A data engineer ingests data from different data sources, and transforms, cleans and prepares the data for analysis. It’s also the data engineer’s job to prepare and maintain a Single Source of Truth (SSOT) to ensure harmonious work across business functions. So when you hear SQL Server, Oracle, Hadoop, Data Lake, Data Warehouse, SQL, Spark, PySpark, Cloud Data Services (like AWS Glue, AWS Lambda, Azure Data Lake), think ‘data engineer’.
A data analyst primarily uses SQL and BI/visualization tools for getting insights from the data. So when you hear Tableau, Qlik, PowerBI, Spotfire, Metabase, Superset, or SQL, think ‘data analyst’.
A data scientist also extracts insights from the data, but this person needs to use a broader/deeper repertoire (aka “advanced analytics”) than a data analyst.
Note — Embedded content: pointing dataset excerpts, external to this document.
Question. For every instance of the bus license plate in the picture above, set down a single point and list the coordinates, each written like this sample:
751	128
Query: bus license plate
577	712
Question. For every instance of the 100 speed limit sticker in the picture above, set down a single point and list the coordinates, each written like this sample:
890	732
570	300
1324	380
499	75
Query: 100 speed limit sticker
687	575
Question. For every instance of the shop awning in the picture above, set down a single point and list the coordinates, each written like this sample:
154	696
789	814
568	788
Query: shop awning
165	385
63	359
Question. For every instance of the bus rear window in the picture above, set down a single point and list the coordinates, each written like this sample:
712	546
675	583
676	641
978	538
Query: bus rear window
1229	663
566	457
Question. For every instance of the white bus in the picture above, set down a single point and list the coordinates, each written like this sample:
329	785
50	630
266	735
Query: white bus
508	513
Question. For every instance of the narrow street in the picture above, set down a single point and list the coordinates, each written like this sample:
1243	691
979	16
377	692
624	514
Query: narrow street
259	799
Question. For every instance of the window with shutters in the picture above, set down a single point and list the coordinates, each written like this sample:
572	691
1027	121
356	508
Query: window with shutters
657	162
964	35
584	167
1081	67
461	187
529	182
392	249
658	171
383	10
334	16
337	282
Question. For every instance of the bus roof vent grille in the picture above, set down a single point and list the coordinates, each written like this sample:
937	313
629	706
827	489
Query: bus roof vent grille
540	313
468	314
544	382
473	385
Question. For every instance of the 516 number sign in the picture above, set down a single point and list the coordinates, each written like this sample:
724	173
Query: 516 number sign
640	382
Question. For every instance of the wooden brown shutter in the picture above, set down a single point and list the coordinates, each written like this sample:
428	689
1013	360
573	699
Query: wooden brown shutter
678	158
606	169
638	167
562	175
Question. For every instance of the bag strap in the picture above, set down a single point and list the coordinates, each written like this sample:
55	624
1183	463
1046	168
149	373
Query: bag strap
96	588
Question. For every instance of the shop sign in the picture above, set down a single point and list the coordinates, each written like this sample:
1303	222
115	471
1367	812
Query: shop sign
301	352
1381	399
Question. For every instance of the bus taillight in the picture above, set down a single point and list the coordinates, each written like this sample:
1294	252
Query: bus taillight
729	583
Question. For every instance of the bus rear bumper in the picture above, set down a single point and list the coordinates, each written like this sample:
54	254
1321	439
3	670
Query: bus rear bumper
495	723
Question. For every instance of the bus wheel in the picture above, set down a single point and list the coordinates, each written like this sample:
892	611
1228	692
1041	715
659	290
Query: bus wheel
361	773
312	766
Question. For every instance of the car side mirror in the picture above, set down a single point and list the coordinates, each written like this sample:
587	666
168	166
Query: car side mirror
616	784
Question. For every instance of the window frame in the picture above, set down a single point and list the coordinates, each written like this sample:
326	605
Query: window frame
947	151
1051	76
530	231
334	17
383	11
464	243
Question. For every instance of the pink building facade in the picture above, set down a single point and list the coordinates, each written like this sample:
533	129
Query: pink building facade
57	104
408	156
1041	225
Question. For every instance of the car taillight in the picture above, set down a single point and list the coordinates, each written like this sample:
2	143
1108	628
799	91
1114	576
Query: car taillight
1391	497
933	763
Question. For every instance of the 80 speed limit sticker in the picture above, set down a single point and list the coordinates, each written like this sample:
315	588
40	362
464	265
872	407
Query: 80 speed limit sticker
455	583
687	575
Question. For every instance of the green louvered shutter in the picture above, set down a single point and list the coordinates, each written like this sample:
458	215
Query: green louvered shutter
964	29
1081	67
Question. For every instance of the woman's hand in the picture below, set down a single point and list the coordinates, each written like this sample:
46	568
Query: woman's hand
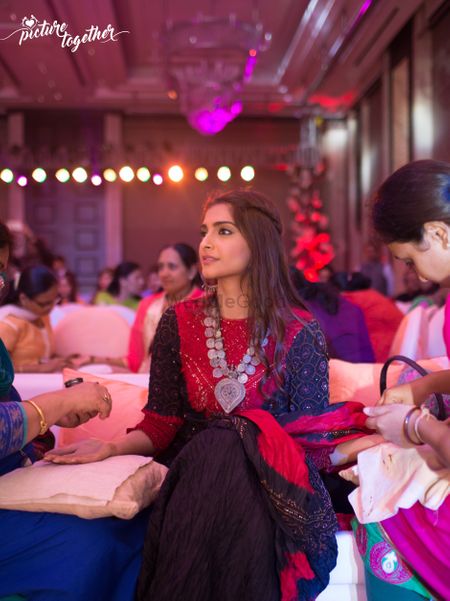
53	364
72	419
86	451
87	398
399	395
77	361
388	421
So when you hear Python, R, SAS, SPSS, Machine Learning, AI, or Neural Networks, think ‘data scientist’.
One could say that a data engineer writes data into the SSOT, and then a data analyst or data scientist reads data from the SSOT. Again, an oversimplification, but you get the larger picture.
In terms of responsibilities, the SSOT typically acts as the hand-off point between the data engineering team and the data analytics/science team.
In terms of architecture, the SSOT typically acts as the abstraction layer between the data architecture and the analytics architecture, providing a separation of concerns.
In terms of organization, data engineering is typically a part of the IT/engineering organization. Traditionally, the data science teams were sponsored more by the business function, but nowadays you see them in both IT/engineering as well as the business side.
How Does Data Governance Fit In?
Data governance is a broad area consisting of data quality, master data management, lineage/provenance, and security. This is the discipline that ensures that the data ingested using data engineering pipelines is converted to, and maintained in, a state that is useful for extracting reliable insights. Otherwise the risk is “garbage in, garbage out.” Data governance falls under the ambit of the data engineering team as it prepares the SSOT.
Occasionally, you may hear the term data management. That’s basically a combination of data engineering pipelines plus data governance – the “write to SSOT” side. And when you hear the phrase “data & analytics,” data implies management, while analytics implies data analysis/science.
The Right Terms Yield Results
Understanding data terminology will only grow in importance as data’s impact expands. Building the right vocabulary for internal and customer discussions will enable greater collaboration to gain real-time insights that enable better decision-making. It will also position enterprises to connect customer identities, marketing funnels, supply chains, and data privacy and manage all the moving parts more efficiently.